Each space invited viewers to slow down, to contemplate how they felt within it, and to consider what it might truly mean to live well, not just look well. This distinction between appearance and authentic living became a central theme that ran through multiple exhibitions.

In summary, this year's 3 Days of Design felt like a collective exhale from the design world. It served as a reminder that home is not a place to be perfect, but a place to truly inhabit and experience. For those living in New Zealand, where considered living is already second nature to many, this philosophy felt like a quiet affirmation of values already held dear.

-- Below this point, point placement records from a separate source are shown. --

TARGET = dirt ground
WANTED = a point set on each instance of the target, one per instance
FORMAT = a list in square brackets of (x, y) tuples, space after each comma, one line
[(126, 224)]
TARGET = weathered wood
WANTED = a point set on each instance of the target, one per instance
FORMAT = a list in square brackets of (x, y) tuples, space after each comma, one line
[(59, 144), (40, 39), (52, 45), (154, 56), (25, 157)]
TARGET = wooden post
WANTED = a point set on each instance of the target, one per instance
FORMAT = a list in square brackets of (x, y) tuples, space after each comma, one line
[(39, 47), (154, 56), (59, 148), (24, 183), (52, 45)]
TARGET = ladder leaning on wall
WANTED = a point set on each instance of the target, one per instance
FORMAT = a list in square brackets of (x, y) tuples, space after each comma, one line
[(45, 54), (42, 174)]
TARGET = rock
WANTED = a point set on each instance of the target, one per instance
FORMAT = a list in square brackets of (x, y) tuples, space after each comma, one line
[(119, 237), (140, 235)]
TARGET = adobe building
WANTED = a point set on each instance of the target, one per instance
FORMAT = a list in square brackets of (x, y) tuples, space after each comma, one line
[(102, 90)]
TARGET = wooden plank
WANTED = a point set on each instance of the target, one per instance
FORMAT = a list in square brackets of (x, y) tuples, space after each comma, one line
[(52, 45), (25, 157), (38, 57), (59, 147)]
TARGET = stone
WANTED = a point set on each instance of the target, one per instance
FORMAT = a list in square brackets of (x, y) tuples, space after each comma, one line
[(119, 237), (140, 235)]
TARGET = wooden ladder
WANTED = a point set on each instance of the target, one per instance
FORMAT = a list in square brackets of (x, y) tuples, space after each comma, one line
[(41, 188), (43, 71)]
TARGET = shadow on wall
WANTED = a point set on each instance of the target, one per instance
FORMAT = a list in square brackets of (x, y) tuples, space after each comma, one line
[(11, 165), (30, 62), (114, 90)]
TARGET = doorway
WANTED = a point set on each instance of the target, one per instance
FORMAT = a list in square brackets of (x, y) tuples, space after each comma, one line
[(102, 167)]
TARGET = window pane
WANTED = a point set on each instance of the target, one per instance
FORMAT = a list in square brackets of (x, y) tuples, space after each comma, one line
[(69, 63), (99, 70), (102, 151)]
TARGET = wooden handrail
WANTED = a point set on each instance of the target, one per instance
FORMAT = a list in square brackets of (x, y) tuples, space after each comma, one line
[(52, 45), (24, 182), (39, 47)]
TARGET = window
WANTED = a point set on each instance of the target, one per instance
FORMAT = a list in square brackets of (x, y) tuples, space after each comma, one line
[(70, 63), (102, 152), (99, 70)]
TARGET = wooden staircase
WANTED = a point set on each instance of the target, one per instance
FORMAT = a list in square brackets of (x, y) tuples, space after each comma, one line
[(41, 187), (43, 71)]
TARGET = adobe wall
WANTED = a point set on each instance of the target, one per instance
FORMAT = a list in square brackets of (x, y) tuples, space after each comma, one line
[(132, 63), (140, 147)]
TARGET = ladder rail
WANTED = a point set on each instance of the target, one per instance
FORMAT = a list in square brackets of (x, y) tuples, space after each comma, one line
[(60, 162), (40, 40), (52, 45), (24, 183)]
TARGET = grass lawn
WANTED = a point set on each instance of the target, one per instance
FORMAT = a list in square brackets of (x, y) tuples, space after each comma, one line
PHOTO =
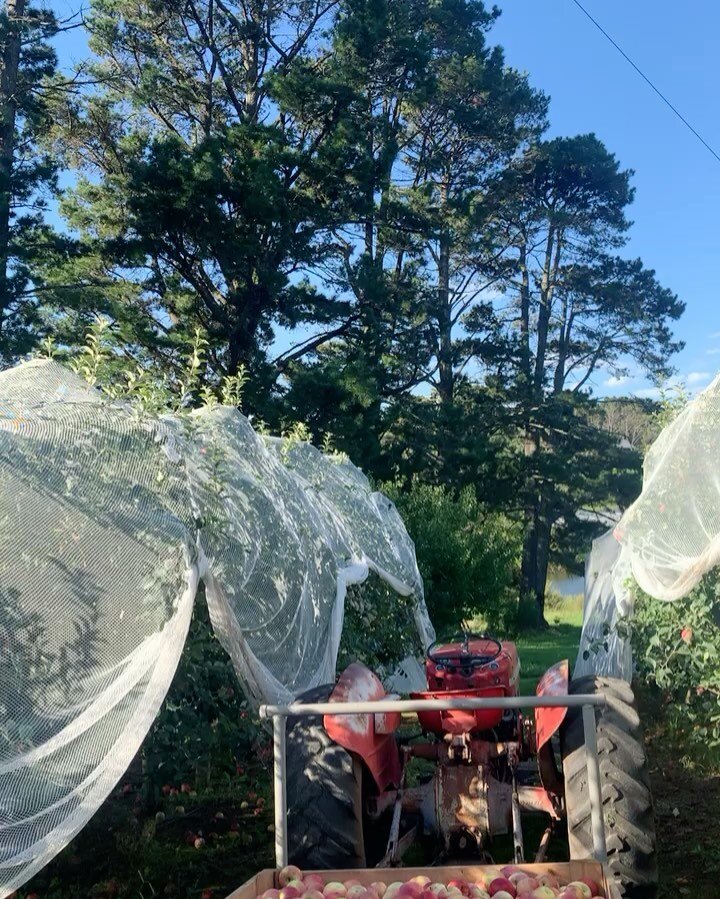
[(539, 650)]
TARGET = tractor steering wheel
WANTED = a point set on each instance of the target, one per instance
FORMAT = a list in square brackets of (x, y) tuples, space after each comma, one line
[(489, 650)]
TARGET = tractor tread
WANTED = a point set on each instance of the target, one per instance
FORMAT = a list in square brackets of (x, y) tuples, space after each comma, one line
[(627, 800), (324, 795)]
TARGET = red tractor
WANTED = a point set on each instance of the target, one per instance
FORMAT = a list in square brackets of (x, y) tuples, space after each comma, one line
[(360, 789)]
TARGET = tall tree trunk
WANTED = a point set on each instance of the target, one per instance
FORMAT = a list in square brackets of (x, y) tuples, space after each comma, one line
[(10, 61), (446, 375)]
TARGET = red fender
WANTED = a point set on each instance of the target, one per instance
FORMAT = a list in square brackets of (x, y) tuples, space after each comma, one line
[(369, 736), (553, 683)]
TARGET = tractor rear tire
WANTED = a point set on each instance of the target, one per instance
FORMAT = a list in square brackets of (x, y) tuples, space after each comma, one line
[(627, 800), (324, 795)]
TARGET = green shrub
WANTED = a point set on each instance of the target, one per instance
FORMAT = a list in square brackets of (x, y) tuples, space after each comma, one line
[(205, 724), (379, 628), (676, 647), (468, 557)]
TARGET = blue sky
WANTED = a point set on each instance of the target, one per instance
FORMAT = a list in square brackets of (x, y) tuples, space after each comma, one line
[(592, 88)]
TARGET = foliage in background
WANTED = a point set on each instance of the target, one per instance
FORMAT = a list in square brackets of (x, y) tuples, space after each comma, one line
[(379, 629), (467, 556), (205, 726), (676, 648)]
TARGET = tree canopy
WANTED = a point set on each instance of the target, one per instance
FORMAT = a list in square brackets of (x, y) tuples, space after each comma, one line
[(353, 203)]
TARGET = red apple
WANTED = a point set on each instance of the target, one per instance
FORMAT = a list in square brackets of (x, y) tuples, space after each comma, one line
[(500, 885), (289, 892), (288, 873), (411, 889)]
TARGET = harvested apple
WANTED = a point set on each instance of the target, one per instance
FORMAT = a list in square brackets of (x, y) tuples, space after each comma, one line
[(543, 892), (289, 892), (334, 887), (502, 885), (288, 873), (581, 888)]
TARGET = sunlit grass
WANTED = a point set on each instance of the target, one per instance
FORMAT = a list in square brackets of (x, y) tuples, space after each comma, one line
[(539, 650)]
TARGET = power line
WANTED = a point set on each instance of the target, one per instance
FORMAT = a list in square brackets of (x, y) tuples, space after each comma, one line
[(646, 79)]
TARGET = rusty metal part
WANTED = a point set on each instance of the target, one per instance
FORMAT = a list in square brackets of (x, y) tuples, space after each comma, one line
[(391, 854), (553, 683), (535, 799), (402, 846), (549, 775), (460, 749), (518, 845)]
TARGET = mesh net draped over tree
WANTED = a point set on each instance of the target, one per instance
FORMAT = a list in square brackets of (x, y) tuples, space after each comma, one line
[(108, 521), (666, 541)]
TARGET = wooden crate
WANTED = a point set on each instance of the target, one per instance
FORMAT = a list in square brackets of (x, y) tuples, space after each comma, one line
[(565, 871)]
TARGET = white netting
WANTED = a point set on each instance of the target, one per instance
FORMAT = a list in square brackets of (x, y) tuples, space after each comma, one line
[(672, 531), (107, 522), (666, 541), (602, 650)]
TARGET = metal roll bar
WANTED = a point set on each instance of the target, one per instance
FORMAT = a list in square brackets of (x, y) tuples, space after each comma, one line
[(280, 714)]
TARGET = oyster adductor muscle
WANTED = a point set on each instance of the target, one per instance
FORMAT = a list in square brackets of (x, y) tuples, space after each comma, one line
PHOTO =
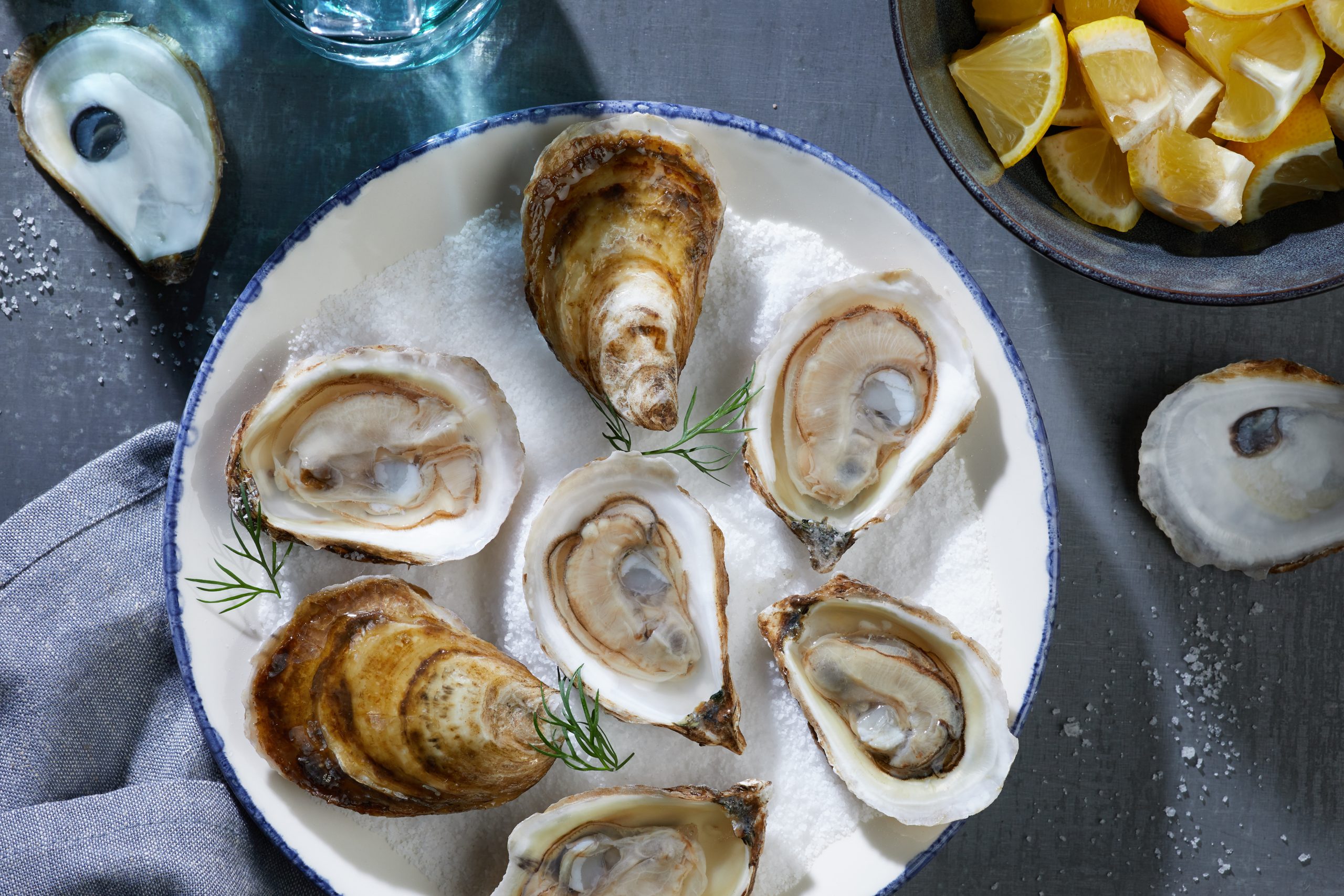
[(123, 120), (620, 222), (378, 700)]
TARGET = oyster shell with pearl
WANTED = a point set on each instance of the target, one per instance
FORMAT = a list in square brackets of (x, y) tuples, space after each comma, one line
[(910, 712), (1244, 468), (867, 383), (123, 120), (624, 575), (381, 453), (642, 841)]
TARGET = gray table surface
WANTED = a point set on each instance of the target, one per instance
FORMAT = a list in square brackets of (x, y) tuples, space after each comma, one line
[(1150, 655)]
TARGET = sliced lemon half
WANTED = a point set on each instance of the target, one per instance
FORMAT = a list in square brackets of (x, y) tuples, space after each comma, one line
[(1189, 181), (1015, 82), (1122, 77), (1088, 171), (1269, 75), (1296, 163)]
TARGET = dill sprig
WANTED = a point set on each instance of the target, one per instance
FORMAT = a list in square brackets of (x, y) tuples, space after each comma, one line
[(239, 590), (707, 458), (582, 731)]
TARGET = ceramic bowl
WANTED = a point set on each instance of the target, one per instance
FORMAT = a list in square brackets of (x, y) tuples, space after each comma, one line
[(1290, 253), (411, 203)]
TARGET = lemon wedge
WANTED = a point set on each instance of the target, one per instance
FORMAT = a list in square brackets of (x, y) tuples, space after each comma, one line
[(1189, 181), (1000, 15), (1241, 8), (1122, 77), (1213, 39), (1015, 82), (1167, 16), (1088, 171), (1328, 19), (1296, 163), (1079, 13), (1194, 90), (1076, 111), (1332, 100), (1269, 75)]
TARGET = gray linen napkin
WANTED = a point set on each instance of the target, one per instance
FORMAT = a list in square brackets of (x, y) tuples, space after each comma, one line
[(107, 786)]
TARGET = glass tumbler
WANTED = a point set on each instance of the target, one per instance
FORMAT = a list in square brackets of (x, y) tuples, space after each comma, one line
[(385, 34)]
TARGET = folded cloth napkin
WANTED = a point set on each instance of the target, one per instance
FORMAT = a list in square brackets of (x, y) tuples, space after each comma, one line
[(107, 786)]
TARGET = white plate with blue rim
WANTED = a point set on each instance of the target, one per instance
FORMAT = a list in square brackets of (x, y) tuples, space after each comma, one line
[(411, 203)]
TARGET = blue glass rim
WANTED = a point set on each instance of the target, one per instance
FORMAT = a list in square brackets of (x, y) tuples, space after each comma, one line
[(541, 114)]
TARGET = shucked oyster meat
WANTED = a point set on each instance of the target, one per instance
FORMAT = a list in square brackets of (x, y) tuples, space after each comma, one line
[(620, 222), (382, 453), (624, 575), (123, 120), (378, 700), (909, 711), (642, 841), (866, 386), (1244, 468)]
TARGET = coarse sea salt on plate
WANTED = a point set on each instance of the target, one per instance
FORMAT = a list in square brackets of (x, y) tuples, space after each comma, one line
[(466, 297)]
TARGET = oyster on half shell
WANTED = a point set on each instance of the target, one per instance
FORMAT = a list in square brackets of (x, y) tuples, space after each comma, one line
[(642, 841), (123, 120), (378, 700), (867, 383), (909, 711), (1244, 468), (381, 453), (624, 575), (620, 222)]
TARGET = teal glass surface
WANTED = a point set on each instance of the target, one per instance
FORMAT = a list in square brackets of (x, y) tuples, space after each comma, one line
[(385, 34)]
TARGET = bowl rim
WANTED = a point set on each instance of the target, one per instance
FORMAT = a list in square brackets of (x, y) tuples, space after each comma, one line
[(1047, 249), (539, 114)]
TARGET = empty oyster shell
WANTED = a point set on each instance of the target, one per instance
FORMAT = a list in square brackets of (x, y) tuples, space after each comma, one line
[(642, 841), (378, 700), (381, 453), (620, 222), (909, 711), (1244, 468), (624, 575), (866, 386), (123, 120)]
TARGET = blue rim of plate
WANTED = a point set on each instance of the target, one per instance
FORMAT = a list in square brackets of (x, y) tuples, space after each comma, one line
[(541, 114), (1049, 250)]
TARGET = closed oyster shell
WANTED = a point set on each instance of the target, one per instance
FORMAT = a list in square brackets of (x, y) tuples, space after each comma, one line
[(620, 222), (869, 382), (624, 575), (378, 700), (1244, 468), (381, 453), (910, 712), (158, 187), (642, 841)]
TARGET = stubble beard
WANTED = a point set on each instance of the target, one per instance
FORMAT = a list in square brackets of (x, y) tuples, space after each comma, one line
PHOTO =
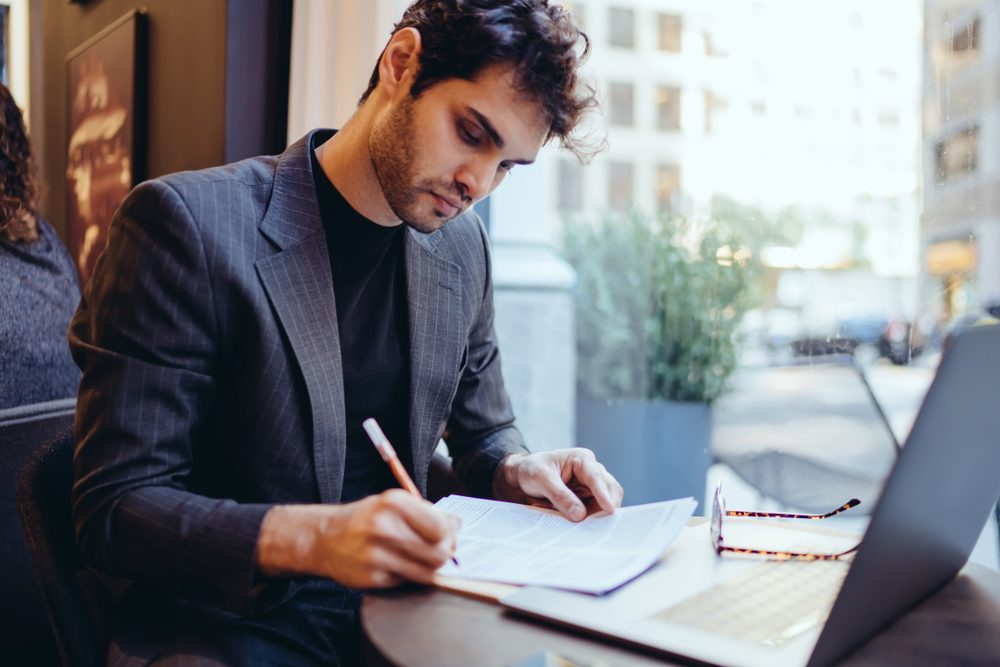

The festival reminded attendees to let life leave its mark on their spaces, to blur the boundaries between different zones and functions, and to remember that meaningful transformation doesn't require newness – just clarity, restraint, and purposeful intention. This approach to design emphasizes the importance of creating spaces that support and enhance daily life rather than simply impressing visitors.

Meredith's observations from Copenhagen suggest that the future of interior design lies not in following rigid rules or pursuing perfection, but in creating environments that authentically reflect and support the people who live in them. This represents a significant shift toward more human-centered design that prioritizes emotional well-being and genuine comfort over aesthetic perfection alone.